@divinedolphin This is such a clever comment! I really like it! You are absolutely correct that another possible answer is
$$ c_n = a_{n-2} $$
It just doesn't happen to be one of the answer choices.
Let's take a look at the given solution provided first. Our sequences are: \(a_{n},\) denoting sequences ending with a black bead, \(b_n,\) denoting sequences ending with only one white bead, and \(c_n,\) denoting sequences ending with two white beads.
In order to make a \(c_n\) sequence ending with two white beads, we can start with a \(b_{n-1}\) sequence of length \( n-1\) ending with one white bead. We cannot start with an \(a_{n-1}\) sequence, since that would give us \( \textcolor{blue}{{BW}}, \) and we cannot start with a \(c_{n-1}\) sequence, since that would give us \( \textcolor{red}{WWW},\) which isn't allowed.
The number of \(\textcolor{blue}{WW}\) sequences is exactly the number of \(\textcolor{blue}{BW}\) sequences of length \( n-1.\)
$$ \boxed{ c_n = b_{n-1}} $$
This was the given answer to the mini-question.
Now we can iterate one step farther back. Let's think; how do we get a \(b_{n-1}\) sequence?
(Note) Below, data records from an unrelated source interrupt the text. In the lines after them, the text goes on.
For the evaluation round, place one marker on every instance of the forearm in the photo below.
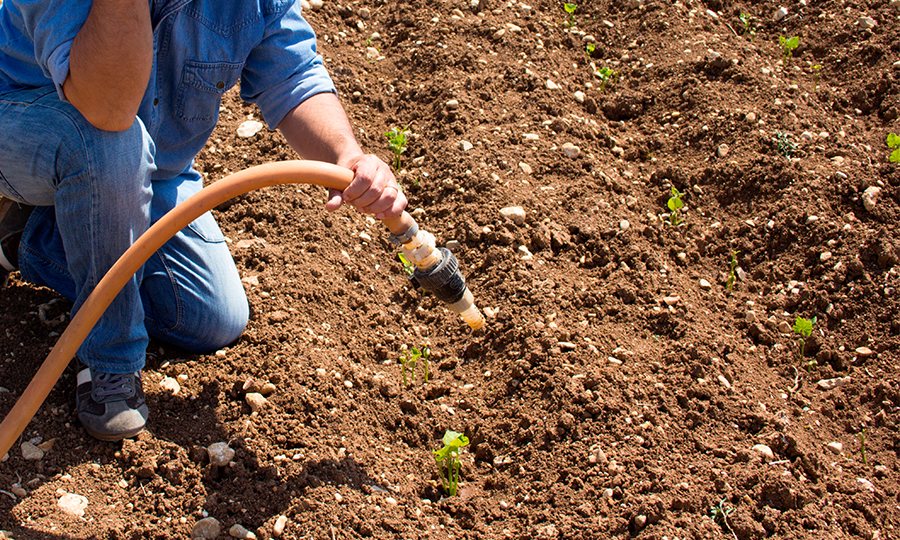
(318, 129)
(110, 63)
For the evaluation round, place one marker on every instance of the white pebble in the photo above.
(249, 129)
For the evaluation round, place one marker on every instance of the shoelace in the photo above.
(113, 385)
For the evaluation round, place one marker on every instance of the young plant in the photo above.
(397, 139)
(785, 145)
(410, 358)
(787, 46)
(803, 327)
(607, 75)
(447, 459)
(731, 277)
(719, 514)
(570, 9)
(894, 142)
(749, 30)
(675, 205)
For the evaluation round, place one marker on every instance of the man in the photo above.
(103, 107)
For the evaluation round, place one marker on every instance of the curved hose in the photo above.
(284, 172)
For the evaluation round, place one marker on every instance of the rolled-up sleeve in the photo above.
(52, 26)
(285, 68)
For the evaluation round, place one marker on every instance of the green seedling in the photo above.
(803, 327)
(729, 283)
(410, 358)
(447, 459)
(397, 139)
(862, 444)
(787, 46)
(785, 145)
(749, 30)
(607, 75)
(570, 9)
(894, 142)
(719, 514)
(675, 205)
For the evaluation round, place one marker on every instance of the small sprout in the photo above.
(785, 145)
(397, 139)
(862, 444)
(675, 205)
(787, 46)
(447, 459)
(749, 30)
(570, 9)
(410, 359)
(607, 75)
(803, 327)
(731, 277)
(894, 142)
(719, 514)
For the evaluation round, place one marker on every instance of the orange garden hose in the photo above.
(284, 172)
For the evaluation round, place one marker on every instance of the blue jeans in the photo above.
(96, 193)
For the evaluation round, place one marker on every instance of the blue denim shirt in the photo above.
(202, 48)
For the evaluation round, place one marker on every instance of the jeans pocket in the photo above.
(206, 228)
(201, 89)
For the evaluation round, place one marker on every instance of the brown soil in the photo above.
(565, 442)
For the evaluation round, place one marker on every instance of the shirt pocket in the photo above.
(201, 89)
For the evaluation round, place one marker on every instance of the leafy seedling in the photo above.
(608, 76)
(803, 327)
(570, 9)
(729, 283)
(785, 145)
(397, 139)
(749, 30)
(675, 204)
(447, 459)
(410, 358)
(894, 142)
(787, 46)
(719, 514)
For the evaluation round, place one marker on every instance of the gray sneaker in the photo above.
(110, 406)
(13, 217)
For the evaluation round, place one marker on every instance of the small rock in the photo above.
(867, 23)
(830, 384)
(238, 531)
(170, 385)
(249, 129)
(571, 151)
(764, 451)
(206, 528)
(514, 213)
(31, 452)
(256, 401)
(72, 504)
(220, 454)
(278, 528)
(870, 197)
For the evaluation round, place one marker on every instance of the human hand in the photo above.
(374, 189)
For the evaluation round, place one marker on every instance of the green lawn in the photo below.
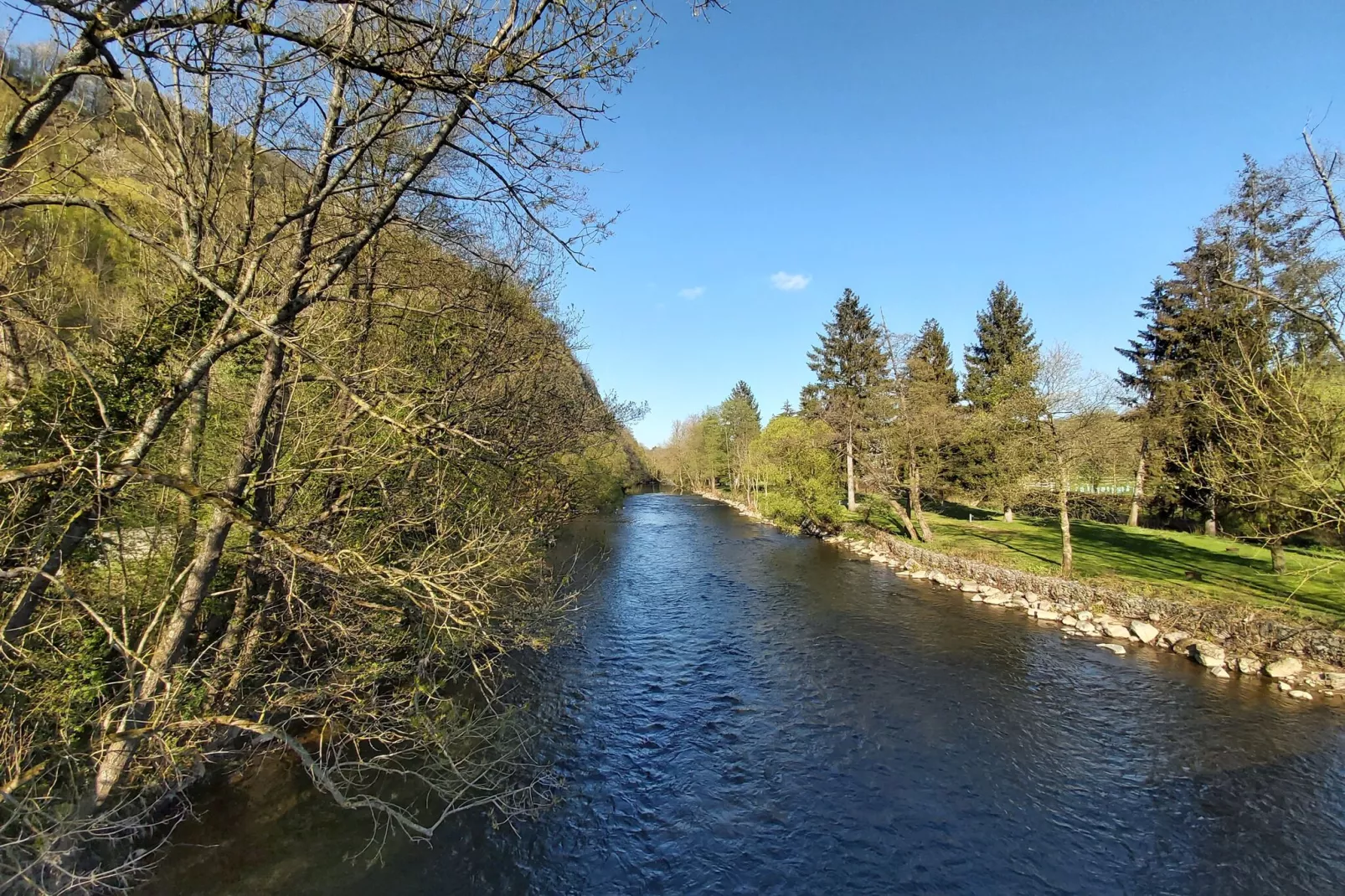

If we start with a \(b_{n-2}\) sequence and add a white bead, we'll get two white beads at the end, which isn't a \(b_{n-1}\) sequence. If we start with a \(c_{n-2}\) sequence and add a white bead, we'll get three beads at the end, which isn't allowed. The only way to get a \(b_{n-1}\) sequence is to start with a \(a_{n-2}\) sequence, which ends in black, and to add a white bead at the end.
$$ b_{n-1} = a_{n-2} $$
And from before, we know
$$\begin{aligned}
c_{n} &= b_{n-1} \\
&= a_{n-1} \\
\end{aligned}
$$
So you are correct in thinking that \(a_{n-2}\) could be another possible answer choice.